Decisero di entrare nel cinema, faceva troppo freddo. Ci mise poco a vederla o, come ha sempre faticato con noi a confessarlo, a riconoscerla. Riuscì a mettersi accanto a lei. Nessuno dei due ricorda quel film, non la trama, non gli attori e nemmeno una scena. Faceva ridere, è l'unica cosa univoca. E infatti risero. Erano sul fondo di un cinema a Nova Milanese al buio o semi buio in piedi uno accanto all'altra e ridevano. Mio padre aveva ventuno anni, è sempre stato un uomo spiritoso, vivace e di compagnia. Lo è ancora oggi. Lei timida, gentile, bellissima. Io li vedo lì, pieni di luce e felici.
Si erano già visti. Lui aveva notato lei e lei aveva già fatto caso a lui. Una volta però, non è che si poteva dar troppa confidenza soprattutto per strada. Poi i cortili, le corti, erano micro mondi rivali e collegati, pieni di pettegolezzi. Nessuno sapeva, ma tutti parlavano, soprattutto le donne fuori dalla chiesa. Mia madre andava a prendere il latte nella corte di mio padre. Erano invisibili a tutti i loro sguardi. Invisibile il loro sentire.
Fuori dal cinema i due gruppi si stavano separando, quando lui su due piedi salutò gli amici e raggiunse mia madre dicendole di dover passare a prendere le sigarette, poteva, voleva fare un pezzo di strada con lei. E qui ci sono diverse cose da dire.
Primo. Da figlia, già, ne sono certa, iniziai ad amare il mio futuro padre per la passione che dimostrò, anche se non ero ancora niente, nascosta in qualche punto buio e inaspettato della storia.
Secondo. Mio padre dato che sapeva esattamente che la corte di mia madre era di fronte al tabacchi del paese significava solo una cosa: l'aveva già vista, notata e sapeva pure dove abitava e che quell'occasione era risuonata nella sua testa come un "adesso o mai più". Cosa che da uomo tutto d'un pezzo ha sempre faticato ad ammettere.

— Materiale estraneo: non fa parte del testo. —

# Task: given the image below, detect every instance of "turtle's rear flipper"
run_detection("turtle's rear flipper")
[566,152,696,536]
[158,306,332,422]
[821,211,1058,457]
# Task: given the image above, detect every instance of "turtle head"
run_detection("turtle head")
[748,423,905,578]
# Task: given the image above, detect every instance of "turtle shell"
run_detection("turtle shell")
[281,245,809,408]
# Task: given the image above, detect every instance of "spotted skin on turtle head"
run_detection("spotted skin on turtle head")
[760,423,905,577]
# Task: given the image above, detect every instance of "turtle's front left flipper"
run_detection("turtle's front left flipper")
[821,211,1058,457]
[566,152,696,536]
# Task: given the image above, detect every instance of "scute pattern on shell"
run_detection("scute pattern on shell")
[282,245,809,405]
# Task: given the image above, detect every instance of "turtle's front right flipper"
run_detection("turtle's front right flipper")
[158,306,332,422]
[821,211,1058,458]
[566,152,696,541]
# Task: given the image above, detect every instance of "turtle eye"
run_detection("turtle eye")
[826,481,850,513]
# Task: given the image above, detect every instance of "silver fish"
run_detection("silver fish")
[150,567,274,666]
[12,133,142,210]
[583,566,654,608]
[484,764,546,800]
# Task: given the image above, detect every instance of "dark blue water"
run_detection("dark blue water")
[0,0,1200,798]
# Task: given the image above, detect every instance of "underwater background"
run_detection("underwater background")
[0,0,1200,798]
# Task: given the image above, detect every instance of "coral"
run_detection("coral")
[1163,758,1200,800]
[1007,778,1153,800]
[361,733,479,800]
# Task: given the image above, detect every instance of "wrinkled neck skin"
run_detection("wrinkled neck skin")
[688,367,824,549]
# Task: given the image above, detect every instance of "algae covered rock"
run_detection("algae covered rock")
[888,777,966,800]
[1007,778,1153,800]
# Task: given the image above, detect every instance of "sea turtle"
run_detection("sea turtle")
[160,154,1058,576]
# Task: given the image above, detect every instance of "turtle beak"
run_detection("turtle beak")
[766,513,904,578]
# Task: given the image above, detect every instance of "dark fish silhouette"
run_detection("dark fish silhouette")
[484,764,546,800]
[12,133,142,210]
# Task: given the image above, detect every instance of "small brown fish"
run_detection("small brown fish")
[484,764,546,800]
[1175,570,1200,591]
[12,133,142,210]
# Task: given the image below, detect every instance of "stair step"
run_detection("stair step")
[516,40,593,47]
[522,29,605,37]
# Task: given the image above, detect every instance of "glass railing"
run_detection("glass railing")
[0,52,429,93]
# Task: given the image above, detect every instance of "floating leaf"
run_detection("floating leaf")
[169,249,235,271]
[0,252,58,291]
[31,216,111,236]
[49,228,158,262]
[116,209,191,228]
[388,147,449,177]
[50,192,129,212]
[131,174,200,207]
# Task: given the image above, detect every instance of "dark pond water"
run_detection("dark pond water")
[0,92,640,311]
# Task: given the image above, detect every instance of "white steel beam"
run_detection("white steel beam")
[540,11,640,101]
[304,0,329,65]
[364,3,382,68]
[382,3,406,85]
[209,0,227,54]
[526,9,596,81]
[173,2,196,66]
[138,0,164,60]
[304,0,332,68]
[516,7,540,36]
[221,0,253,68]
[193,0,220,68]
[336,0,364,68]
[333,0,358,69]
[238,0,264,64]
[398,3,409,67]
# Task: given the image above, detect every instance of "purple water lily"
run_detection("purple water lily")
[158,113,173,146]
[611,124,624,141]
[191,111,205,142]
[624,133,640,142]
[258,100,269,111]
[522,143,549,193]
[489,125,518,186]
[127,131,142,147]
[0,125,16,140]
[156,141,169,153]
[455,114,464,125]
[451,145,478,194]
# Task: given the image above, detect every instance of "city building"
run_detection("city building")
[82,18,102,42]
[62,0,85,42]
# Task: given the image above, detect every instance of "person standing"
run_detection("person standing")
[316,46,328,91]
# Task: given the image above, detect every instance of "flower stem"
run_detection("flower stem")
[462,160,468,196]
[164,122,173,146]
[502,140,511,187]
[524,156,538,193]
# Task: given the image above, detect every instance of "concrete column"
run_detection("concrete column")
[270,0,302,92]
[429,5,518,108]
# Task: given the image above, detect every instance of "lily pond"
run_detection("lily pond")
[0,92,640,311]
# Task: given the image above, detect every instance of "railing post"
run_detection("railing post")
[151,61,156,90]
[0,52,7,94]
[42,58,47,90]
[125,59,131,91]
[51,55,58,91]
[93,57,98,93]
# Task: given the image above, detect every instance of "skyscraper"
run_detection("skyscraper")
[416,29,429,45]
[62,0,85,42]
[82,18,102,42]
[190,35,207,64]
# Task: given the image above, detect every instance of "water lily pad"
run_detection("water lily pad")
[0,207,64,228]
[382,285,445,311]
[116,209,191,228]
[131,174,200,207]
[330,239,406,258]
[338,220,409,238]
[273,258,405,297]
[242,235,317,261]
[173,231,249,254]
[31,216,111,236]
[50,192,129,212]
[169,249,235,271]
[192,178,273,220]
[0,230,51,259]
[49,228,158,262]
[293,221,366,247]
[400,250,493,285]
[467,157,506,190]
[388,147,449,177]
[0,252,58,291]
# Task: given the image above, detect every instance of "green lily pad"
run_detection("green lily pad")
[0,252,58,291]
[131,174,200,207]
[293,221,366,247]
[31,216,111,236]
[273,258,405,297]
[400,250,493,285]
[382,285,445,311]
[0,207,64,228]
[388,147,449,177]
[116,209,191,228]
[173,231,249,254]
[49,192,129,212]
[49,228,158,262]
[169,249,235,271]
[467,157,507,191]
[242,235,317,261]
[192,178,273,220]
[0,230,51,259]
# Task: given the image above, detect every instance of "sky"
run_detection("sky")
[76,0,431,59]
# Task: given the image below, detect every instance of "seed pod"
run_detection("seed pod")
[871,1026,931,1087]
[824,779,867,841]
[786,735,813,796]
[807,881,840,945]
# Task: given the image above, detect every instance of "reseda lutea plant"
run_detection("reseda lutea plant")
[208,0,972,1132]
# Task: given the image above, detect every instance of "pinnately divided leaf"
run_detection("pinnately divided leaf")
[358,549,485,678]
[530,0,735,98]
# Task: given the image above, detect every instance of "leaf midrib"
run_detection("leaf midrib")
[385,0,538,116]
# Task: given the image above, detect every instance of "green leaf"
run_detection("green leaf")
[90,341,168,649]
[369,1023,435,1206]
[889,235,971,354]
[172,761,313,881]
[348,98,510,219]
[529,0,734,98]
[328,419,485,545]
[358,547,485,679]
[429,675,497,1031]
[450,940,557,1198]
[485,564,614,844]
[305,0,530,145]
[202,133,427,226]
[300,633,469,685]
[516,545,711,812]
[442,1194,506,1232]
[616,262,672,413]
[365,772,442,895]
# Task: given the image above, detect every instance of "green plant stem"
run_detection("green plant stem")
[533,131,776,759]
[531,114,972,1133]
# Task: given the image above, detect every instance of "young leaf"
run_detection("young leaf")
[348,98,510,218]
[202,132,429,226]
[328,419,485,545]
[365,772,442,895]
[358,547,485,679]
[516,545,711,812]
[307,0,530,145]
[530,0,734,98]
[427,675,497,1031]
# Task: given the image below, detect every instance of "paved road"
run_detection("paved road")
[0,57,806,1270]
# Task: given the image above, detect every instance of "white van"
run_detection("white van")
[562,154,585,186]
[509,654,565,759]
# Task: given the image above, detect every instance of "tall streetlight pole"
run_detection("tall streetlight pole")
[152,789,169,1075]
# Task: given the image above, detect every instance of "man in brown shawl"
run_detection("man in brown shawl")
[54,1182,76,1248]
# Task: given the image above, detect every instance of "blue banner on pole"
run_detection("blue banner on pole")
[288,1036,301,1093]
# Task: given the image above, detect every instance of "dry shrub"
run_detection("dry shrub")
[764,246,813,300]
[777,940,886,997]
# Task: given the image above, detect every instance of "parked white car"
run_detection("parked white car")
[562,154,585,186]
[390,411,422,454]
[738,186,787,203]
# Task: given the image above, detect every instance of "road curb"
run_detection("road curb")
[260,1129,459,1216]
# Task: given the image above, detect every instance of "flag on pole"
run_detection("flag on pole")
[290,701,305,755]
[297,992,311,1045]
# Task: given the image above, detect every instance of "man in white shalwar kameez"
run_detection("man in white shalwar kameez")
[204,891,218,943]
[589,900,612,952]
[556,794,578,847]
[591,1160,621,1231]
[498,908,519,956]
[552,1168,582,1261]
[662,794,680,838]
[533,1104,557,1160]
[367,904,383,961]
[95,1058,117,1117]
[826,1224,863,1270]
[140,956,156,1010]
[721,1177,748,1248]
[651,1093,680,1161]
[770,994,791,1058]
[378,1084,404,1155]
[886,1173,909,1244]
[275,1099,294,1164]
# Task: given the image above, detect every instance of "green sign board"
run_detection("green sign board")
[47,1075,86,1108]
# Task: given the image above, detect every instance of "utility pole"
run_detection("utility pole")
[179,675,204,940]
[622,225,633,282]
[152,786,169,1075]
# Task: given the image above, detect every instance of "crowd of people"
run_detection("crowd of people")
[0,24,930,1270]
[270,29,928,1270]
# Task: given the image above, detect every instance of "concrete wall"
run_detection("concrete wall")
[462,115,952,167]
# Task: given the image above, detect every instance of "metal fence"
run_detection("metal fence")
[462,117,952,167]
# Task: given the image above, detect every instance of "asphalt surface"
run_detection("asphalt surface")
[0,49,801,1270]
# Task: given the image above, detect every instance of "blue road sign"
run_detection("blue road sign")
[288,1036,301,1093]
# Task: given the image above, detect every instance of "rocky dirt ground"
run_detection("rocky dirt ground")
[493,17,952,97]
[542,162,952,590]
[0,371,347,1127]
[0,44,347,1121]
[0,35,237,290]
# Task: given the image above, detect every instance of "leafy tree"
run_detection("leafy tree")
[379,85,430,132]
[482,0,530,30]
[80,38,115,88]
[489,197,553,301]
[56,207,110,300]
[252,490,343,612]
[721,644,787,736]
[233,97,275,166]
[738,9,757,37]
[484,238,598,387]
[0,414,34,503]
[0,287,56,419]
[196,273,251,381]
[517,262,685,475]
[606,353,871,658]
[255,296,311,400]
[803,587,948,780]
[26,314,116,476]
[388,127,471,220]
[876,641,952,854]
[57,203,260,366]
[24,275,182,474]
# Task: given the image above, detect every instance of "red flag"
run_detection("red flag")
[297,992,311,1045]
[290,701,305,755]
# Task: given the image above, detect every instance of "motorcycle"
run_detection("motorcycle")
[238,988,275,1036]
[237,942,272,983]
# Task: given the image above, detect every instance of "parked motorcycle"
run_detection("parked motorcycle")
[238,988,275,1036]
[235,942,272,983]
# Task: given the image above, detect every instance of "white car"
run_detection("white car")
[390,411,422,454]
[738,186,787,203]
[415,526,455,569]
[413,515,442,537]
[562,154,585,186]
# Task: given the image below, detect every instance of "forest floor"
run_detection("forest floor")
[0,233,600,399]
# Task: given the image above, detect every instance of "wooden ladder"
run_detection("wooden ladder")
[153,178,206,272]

Terzo. E ultimo. Ovviamente lui non fumava, non aveva mai fumato e non fuma neppure tutt'ora.
La accompagnò e parlò un po', anzi un bel po', con lei. La lasciò sulla porta di casa rallentando il passo, come si fa quando te ne devi andare, ma non vuoi. Era ormai notte, le prime ore del 27 dicembre e improvvisamente faceva meno freddo di qualsiasi altra notte di tutti gli anno addietro. Mio padre si dichiarò quella stessa sera. Niente più "filarini" per lei, niente più "tusan" per lui. Si volevano, entrambi. Per questo e molto altro ancora, ho questo pensiero passionale. Amo la poesia e le parole romantiche. I colpi di scena. Non da romanzetto rosa. Amo teneramente la passione quella che deriva dalla radice latina "pateo" che significa "estendersi" "sentire". La chiave è per me, sentire.